06 Sep 2018
AXA Mansard, Premium and Stanbic IBTC pensions lead fund performance in 2018
Wednesday 08 August 2018, Business Day
AXA Mansard RSA account holders have a good reason to smile this year. The fund administrator has the best performing RSA fund account in Nigeria in the first seven months of the year with a year to date return of 7.9 Percent.
Behind AXA Mansard Pensions was Premium Pension (7.6 percent), Stanbic IBTC Pension (6.9 percent), ARM Pensions (6.7 percent), PAL Pensions (6.7 percent) and Legacy Pensions (6.7 percent) whose strong performance propelled the PFAs to become among the six best performing retiree fund in the country.
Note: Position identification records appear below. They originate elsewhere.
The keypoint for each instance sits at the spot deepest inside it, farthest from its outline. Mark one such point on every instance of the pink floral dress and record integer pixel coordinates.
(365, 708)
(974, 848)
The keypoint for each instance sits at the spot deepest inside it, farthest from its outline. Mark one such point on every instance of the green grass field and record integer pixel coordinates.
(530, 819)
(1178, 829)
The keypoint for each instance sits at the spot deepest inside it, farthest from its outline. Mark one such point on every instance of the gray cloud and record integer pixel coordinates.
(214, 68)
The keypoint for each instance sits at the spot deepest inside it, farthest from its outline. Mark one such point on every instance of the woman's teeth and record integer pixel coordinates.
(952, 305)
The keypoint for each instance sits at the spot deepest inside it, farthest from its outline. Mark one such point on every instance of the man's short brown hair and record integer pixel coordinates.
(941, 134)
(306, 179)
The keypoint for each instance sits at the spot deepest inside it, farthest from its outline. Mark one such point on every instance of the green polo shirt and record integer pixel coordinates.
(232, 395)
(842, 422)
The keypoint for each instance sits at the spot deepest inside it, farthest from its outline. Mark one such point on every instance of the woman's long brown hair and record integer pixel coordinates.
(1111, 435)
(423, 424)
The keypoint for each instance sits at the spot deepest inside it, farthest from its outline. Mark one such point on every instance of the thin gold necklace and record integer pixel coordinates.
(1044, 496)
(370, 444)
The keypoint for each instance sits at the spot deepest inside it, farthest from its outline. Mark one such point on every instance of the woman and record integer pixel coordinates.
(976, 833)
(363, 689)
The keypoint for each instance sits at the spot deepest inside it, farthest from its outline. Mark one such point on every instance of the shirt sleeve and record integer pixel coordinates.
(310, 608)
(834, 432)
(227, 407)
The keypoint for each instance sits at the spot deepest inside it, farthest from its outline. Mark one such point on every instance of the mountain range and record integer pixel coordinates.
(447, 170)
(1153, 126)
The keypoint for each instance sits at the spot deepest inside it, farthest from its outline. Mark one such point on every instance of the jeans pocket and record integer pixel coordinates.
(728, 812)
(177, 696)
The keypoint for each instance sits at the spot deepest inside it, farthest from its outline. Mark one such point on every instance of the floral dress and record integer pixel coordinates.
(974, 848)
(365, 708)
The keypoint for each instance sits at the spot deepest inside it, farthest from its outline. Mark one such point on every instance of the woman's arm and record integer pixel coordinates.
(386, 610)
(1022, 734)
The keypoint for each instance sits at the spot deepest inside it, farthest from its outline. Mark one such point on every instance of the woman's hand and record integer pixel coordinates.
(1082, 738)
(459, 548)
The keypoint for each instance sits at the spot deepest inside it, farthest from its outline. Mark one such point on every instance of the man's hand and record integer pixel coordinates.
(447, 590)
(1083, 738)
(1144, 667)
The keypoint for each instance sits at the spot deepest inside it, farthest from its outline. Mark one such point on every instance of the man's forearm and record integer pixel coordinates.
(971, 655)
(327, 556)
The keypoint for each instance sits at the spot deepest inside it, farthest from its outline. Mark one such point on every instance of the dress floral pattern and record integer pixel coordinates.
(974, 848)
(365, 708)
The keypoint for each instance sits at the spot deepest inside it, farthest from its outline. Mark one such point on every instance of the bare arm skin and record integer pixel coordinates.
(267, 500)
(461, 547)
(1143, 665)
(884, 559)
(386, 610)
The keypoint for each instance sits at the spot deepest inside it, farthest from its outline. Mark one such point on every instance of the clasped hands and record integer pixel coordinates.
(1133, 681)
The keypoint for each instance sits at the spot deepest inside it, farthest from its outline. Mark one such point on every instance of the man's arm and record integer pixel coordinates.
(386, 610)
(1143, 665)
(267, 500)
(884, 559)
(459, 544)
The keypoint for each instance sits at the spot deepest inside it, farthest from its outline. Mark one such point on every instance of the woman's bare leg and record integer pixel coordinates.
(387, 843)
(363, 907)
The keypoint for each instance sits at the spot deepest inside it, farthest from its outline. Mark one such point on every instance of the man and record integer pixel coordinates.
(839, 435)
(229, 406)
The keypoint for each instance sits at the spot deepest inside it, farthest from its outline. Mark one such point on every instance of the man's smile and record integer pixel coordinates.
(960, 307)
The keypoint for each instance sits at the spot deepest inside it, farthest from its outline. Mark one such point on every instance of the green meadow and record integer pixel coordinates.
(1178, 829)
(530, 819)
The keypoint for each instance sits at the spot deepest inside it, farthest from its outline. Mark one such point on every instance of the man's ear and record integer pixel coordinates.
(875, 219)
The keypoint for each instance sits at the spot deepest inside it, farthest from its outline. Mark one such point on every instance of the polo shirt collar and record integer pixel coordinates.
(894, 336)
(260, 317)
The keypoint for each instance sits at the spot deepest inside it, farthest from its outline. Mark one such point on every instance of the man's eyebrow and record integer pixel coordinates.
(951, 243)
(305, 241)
The performance analysis was done using the fund IV unit price returns of 10 pension fund administrators in Nigeria between January 2nd 2018 and July 31st 2018.
A pension fund is a pooled contribution from pension plans organized by employers or organizations to provide retirement benefits for their employees or members.
Pension funds are the largest investment blocks in most countries and dominate the stock market where they invest. These funds are managed by pension fund administrators all of which are licensed b the national pension commission.
There are currently 21 pension fund administrators in Nigeria. This number of registered PFAs has dropped over the years from 24 in 2011 to 21 in 2016.Others not included in this analysis due to unavailability of fund IV unit price data include APT pension, First Guarantee Pension Ltd, Investment One Pension managers, Leadway Pension, NFP Pension Ltd, Radix Pension Managers, AIICO Pensions, NPLC Pension, Veritas Glanvills, Sigma Pension and Trust Fund Pension.
Others that lagged the high flyers include; Crusader Pension (6.5 percent), OAK Pension (6.40 percent), Fidelity Pension (6.3 percent) and IEI Anchor Pension (5.9 percent).
On the reason why some pension fund managers out-performed others, Henry Ogbuaku, group head, Asset Management at GDI, Asset Management Ltd earlier told BusinessDay that there are some key factors which could have led to the disparity in their fund performance. One of them is the capacity of the managers in terms of their understanding of the market. It is also important to know what constitutes their portfolio. Based on the Security and Exchange Commission (SEC) regulation, each fund manager is supposed to structure their portfolio in a particular way. For example, there is a limit to the proportion of their AUM that goes into equity and a certain amount goes into fixed income. The ability of the fund managers to understand each of those markets is an important factor.
It also depends on their investment strategy, that is how they choose to classify their bond and equity portfolio will affect their performance. If they are bullish on fixed income or equity, it will affect their performance differently, BusinessDay gathered from another source who pleaded anonymity.